A carbon credit trading system is a market-based tool designed to reduce greenhouse gas emissions by putting a price on carbon pollution. It allows governments, companies, and other entities to buy and sell carbon credits—essentially, permits that allow the emission of a certain amount of carbon dioxide or other greenhouse gases.
How It Works
Under this system, a government or regulatory body sets a limit (cap) on total emissions allowed from certain sectors. Organizations that reduce their emissions below their assigned limit can sell their unused credits to others who exceed theirs. This creates a financial incentive for businesses to invest in cleaner technologies and adopt more sustainable practices.
For example:
- If a power plant emits less CO₂ than its allowance, it can sell its surplus credits.
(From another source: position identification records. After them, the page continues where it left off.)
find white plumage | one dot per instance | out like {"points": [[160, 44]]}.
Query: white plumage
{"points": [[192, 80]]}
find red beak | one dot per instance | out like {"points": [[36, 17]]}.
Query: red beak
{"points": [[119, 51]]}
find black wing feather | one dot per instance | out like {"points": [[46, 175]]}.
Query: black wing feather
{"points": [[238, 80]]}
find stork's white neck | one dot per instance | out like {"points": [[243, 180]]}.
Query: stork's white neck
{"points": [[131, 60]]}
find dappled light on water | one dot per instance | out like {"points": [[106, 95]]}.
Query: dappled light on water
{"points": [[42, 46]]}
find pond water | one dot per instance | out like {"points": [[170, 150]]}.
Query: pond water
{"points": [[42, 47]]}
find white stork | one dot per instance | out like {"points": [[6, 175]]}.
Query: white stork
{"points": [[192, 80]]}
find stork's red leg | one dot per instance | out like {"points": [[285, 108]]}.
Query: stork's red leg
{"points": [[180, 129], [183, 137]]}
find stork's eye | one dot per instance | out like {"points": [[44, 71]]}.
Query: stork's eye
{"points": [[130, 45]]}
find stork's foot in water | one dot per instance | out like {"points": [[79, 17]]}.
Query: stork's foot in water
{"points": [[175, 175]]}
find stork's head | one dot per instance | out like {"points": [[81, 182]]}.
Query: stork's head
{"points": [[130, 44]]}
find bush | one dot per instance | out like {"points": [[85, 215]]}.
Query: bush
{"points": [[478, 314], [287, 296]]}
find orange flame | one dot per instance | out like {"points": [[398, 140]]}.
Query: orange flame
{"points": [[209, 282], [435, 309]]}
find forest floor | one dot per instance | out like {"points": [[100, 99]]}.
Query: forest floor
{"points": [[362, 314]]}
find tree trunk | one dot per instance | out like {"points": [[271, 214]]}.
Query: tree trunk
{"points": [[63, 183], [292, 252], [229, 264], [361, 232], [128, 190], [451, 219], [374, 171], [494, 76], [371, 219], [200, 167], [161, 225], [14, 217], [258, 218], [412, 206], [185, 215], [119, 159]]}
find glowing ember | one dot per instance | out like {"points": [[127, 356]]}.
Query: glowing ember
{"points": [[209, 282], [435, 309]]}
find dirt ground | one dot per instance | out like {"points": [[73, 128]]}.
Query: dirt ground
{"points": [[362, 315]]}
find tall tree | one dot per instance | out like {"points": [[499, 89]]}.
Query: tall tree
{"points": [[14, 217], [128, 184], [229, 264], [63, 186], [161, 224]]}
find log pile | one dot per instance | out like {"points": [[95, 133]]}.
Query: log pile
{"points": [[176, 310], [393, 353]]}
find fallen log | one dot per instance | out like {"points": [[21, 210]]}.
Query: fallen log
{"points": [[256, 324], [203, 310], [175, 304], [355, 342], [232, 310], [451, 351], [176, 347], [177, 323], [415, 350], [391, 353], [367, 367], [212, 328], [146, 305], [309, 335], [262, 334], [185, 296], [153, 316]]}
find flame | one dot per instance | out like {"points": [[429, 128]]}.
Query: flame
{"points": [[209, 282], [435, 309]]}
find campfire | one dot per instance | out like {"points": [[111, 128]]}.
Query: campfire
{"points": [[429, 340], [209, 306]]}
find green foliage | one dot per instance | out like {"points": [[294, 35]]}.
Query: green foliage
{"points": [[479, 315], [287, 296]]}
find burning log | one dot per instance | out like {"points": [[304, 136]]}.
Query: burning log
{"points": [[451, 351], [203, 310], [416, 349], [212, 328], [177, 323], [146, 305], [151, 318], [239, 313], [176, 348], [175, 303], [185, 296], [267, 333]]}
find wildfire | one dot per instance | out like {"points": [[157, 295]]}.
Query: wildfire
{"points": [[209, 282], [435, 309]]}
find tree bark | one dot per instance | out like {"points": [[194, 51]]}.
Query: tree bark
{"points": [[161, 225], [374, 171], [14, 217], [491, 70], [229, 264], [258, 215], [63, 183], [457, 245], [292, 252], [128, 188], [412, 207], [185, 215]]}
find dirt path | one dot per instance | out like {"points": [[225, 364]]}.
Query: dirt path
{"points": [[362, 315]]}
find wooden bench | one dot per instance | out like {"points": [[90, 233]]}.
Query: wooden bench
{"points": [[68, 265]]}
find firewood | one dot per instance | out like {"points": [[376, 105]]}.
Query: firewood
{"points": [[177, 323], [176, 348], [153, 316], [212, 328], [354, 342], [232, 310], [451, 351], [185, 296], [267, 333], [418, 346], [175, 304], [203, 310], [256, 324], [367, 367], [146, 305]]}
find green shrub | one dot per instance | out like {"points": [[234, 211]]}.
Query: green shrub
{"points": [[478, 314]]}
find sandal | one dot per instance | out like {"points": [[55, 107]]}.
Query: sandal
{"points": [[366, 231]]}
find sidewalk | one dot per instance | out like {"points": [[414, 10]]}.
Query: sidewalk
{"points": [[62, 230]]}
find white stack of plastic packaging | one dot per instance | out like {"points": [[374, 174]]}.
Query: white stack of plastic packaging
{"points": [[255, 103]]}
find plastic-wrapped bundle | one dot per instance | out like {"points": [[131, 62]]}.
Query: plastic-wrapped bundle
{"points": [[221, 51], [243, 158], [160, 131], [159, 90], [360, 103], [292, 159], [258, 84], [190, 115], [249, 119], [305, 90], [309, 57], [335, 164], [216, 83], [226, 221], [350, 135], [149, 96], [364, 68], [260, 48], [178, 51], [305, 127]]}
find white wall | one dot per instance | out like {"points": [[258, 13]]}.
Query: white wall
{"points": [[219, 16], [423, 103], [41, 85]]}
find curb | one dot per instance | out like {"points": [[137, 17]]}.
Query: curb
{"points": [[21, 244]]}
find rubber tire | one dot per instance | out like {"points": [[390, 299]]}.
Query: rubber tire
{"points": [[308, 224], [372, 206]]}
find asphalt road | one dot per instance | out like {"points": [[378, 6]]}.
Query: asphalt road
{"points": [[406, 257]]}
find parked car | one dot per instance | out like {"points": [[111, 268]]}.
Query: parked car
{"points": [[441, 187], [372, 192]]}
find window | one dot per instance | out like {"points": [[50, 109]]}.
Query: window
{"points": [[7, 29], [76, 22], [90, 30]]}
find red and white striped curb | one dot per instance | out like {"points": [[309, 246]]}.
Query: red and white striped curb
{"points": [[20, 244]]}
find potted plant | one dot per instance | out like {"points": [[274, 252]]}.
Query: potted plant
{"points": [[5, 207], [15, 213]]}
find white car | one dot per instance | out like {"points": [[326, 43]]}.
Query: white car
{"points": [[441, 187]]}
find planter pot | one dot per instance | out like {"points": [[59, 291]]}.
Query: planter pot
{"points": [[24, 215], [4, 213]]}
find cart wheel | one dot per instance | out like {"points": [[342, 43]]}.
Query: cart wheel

- If another plant exceeds its limit, it must buy credits to cover the excess.
Why It Matters for Iraq
For Iraq, adopting a carbon credit trading system is a step toward environmental sustainability, economic diversification, and alignment with international climate commitments. It allows Iraq to:
- Encourage cleaner industrial practices
- Monetize reductions in emissions
- Participate in global carbon markets
- Attract investment in renewable energy and green infrastructure
As Iraq works to modernize its energy sector and reduce carbon emissions—especially from practices like gas flaring—a carbon credit system offers a practical, flexible path forward.
Looking Ahead
The Government of Iraq, through initiatives such as the GCCE, is exploring frameworks for launching a national carbon credit system that supports our environmental goals while creating new economic opportunities. By integrating with regional and international markets, Iraq can become a proactive player in the global effort to combat climate change.